I do not title this entry under the presumption that I am a modern Jane Austen. By no means does my writing resemble her wit, narrative style, and keen sense of human nature. Rather, I want to record an instance in my life that mirrors an occurrences within her novel, Emma. I recently began a new job (ah, the post-grad life), and there are several people in my workplace that resemble characters within her novels, specifically Emma. Life contains a special hue to me when it connects to examples in fine literature such as Miss. Austen's novels.

I was leaving work one bright, sunny evening when I ran into a woman who was with me on my first day-orientation. Let's call her Mrs. Elton for anonymity's sake. She is a vivid character with her coiffure of blonde and rusted strands straightened and styled to perfection. Her attire consisted of a tweed suit, a bolero jacket and flared skirt, and those little boot-heels that I personally hold to be a fashion mistake. Her sweet face is marked by brown eyes that pop with inquisition and mischief. As we walked to the T, she recounted her experience of working with the sales team (she is the only woman of 12 men, which is impressive), labeling the numerous young men on her team who are single and attractive. "You should totally go out with one of them, like this guy from our orientation. He's so hot. If I was ten years younger, I would totally make out with him."

She says all this in drawling, elongated tones, revealing her New Orleans origins. She makes plans for me to come to their desks around lunchtime, with the hopes that I would eventually date him or "make a good match." I must admit that I would not be averse to the idea. He is an attractive man, seemingly kind and smart. Although I have only spent a total of six hours with him, during which I was primarily focused on learning about my new place of employment, as these six hours were our company orientation. His position would make him akin to Mr. Knightley, so we will call him that, although he is much closer in age to me than Mr. Knightley was to Emma.

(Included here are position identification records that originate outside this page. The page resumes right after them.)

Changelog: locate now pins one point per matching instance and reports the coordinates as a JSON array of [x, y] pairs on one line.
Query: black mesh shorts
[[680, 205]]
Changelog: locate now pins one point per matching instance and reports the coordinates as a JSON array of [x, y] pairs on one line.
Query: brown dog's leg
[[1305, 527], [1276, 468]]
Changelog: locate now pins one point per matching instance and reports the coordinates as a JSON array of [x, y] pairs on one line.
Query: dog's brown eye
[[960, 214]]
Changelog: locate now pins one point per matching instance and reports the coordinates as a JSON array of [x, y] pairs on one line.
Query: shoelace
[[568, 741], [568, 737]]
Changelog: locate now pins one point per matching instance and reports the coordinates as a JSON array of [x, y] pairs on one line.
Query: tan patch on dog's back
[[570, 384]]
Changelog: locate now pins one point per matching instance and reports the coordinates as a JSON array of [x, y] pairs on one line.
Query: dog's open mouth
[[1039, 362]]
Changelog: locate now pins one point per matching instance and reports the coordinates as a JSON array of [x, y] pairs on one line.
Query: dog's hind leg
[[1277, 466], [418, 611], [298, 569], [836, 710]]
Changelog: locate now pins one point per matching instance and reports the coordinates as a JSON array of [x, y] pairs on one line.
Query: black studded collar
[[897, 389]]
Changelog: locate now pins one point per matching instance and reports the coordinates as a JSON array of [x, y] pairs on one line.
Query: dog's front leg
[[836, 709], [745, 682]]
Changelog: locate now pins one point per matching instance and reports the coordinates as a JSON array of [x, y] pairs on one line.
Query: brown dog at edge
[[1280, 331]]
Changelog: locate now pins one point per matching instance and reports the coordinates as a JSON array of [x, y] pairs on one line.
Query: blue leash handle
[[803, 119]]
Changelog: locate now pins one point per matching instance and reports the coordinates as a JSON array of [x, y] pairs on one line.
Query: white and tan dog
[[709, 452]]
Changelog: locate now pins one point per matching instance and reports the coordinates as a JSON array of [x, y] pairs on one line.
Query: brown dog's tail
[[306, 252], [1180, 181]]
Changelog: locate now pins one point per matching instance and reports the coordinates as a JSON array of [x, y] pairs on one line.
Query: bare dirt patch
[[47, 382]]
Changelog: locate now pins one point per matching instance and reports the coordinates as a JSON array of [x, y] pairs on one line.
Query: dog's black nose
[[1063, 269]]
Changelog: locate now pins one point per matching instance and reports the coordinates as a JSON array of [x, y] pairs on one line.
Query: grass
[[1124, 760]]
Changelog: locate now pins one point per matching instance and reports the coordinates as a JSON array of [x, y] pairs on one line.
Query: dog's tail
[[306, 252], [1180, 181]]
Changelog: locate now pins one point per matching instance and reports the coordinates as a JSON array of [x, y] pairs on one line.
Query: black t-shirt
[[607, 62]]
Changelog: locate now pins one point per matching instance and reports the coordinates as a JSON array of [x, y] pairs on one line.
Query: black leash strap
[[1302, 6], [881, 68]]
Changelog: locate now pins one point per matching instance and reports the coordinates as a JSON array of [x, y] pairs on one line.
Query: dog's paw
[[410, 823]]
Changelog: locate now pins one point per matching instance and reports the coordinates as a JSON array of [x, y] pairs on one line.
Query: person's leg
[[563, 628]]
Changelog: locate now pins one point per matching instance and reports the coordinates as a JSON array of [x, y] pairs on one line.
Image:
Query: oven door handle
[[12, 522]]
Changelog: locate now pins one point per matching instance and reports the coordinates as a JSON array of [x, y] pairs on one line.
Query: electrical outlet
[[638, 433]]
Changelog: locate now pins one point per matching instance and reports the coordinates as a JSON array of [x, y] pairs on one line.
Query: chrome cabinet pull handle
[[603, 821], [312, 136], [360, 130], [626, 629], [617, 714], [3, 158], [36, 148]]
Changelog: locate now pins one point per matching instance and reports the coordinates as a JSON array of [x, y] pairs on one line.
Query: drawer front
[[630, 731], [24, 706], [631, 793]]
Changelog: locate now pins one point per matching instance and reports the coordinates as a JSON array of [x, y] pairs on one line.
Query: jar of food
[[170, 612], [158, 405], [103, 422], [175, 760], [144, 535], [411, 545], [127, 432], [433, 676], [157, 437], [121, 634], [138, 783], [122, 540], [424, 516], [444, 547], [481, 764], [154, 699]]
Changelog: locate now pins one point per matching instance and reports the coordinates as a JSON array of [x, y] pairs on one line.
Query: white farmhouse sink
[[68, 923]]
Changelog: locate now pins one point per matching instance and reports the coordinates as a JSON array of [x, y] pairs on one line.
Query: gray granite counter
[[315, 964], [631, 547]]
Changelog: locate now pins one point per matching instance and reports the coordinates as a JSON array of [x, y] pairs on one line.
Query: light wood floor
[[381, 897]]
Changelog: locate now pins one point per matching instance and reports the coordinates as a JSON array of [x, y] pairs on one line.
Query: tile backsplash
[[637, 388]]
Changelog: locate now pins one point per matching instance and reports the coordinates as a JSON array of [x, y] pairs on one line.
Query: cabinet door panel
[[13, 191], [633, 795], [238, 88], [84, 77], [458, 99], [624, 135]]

We enter the T and Mrs. Elton spies another young woman who works at our company. "Oh my god, look who it is [for anonymity's sake, we will call her Jane Fairfax].!" Jane is a short, slim girl with dark brown hair and a gentle expression (not unlike her fictional counterpart). She is quiet and humble and gives me a slight smile when Mrs. Elton introduces us. "I keep telling Jane that she should hook up with Mr. Knightley. She's my lunch buddy and we sit in the cafeteria and talk about people when they come in. I've been keeping an eye out for Mr. Knightley to invite him over." Again Jane gives a slight smile. I cannot tell if she is annoyed or simply indifferent to Mrs. Elton.

The whole scene reminds me so much of Emma that I could resist drawing the comparison. I do not presume to be Emma, for I lack the desire of matchmaking and the elegance conveyed by Miss. Woodhouse through Austen's writing. But I do love when something written in the early nineteenth century connects to this modern world. It makes life and history seem much smaller and closer to my life, riddled with possibilities of the future. I enjoy reflection and connection to the past, for history is what feeds our current soul and gives our life meaning.